0

I need to backtest a predictive model in R by using cross-validation methodology.

So, I should select 4 out of 5 of the total observations in the dataset for training purposes and use the remaining one for testing.

Now, let's assume x is the total dataset, composed by 100 observations, I know that you can select a sub-sample x1 in R by typing:

x1 <- x[1:80, ]

In this way, I selected the first 4 out of fifth observations in the dataset.

What I should do to select the second 4 out of fifth sub-sample, that is the observations [1:20] and [40:100]?

Any hint will be appreciated. In the case the question will result to be unclear, ping me in the comment, please.

QuantumGorilla
  • 583
  • 2
  • 10
  • 25

3 Answers3

5

You can use the caret package has a lot of useful functions for predictive modeling. The createDataPartition function works well to create test and training partitions, but it's random. There's no guarantee that every value will show up in the training/test sets exactly 4 times, as it would be if you split manually using: x[1:80], x[c(1:20,41:100)], x[c(1:40,61:100)], x[c(1:20,81:100)], x[21:100].

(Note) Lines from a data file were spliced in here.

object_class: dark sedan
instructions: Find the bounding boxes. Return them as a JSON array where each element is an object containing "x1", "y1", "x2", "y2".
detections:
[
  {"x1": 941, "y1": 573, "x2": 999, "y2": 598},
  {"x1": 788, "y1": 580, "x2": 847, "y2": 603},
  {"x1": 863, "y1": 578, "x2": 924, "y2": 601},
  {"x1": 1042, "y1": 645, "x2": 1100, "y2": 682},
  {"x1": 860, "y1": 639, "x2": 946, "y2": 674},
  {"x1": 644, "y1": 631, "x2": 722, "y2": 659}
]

Here is an example using createDataPartition:

set.seed(1001)
x<- sample(1:1000, 100)

library(caret)
folds <- createDataPartition(x, times=5, p = 4/5) # p = percentage of data to include
                                                  # times = number of partitions

folds contains indices of values from x, so you use it like this:

x[folds[[1]]] # first training set
x[-folds[[1]]] # first test set

x[folds[[2]]] # second training set
x[-folds[[2]]] # second test set

# and so on
Jota
  • 17,281
  • 7
  • 63
  • 93
4

This is a typical task in machine learning. It is usually not recommended to take a consecutive set of data, like the first 80 out of 100 rows, since the data may have been collected in an ordered fashion and the remaining 20 rows (observations) could contain significantly different properties. The generally accepted solution is to take a random set (sample) of a pre-defined size from the total data, often somewhere between 70% and 80%, and use this as a training set while the remainder is the test set.

A simple way to achieve such a split of the data is to create a dummy index:

ind <- sample(2,nrow(x), replace=TRUE, prob=c(0.7,0.3))

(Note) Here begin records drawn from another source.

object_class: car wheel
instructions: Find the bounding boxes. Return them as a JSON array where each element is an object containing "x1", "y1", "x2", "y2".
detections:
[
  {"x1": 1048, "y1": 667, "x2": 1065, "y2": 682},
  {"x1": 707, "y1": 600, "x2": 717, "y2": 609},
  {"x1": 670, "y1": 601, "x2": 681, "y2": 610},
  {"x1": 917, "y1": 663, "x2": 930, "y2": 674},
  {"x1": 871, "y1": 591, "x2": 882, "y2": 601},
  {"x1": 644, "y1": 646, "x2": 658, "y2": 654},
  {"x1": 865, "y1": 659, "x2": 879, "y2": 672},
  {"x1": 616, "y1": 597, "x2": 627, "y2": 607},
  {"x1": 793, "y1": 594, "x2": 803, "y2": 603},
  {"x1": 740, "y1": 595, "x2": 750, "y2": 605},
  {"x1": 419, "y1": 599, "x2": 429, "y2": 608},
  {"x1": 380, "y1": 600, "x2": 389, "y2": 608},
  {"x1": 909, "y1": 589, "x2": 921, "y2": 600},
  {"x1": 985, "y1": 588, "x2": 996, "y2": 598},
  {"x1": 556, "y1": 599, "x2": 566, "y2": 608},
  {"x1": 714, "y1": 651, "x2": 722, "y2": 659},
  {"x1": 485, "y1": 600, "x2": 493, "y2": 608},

Then the training set and the test set can be separated easily:

train_data <- x[ind==1,]
test_data <- x[ind==2,]

Note that with this method the set is usually not split exactly into 70% and 30%. The training set may, e.g., represent 75% of the total data while the test set consists of the remaining 25%. In any case the entire set is split in two parts that roughly correspond in their relative size to the parameters specified in the prob attribute in the sample() function. Such fluctuations are acceptable for usual machine learning tasks, where the ratio of training set size to test set size does not need to be defined precisely.

Hope this helps.

RHertel
  • 23,412
  • 5
  • 38
  • 64
2

If you wanted specifically to do leaving out specific sets of twenty you could do something like this:

train_test_groups <- function(data, test_group, n_groups) {
  group_size <- nrow(data) %/% n_groups
  if (test_group == n_groups) {
    # last group makes up the numbers if the data don't split up evenly
    test_indices <- (group_size * (test_group - 1) + 1):nrow(data)
  } else {
    test_indices <- 1:group_size + group_size * (test_group - 1)
  }
  list(train = data[-test_indices, ],
       test = data[test_indices, ])
}

Example:

my_data <- data.frame(x = 1:100, y = rnorm(100))
first_groups <- train_test_groups(my_data, 1, 5)
first_groups$train
first_groups$test
Nick Kennedy
  • 12,510
  • 2
  • 30
  • 52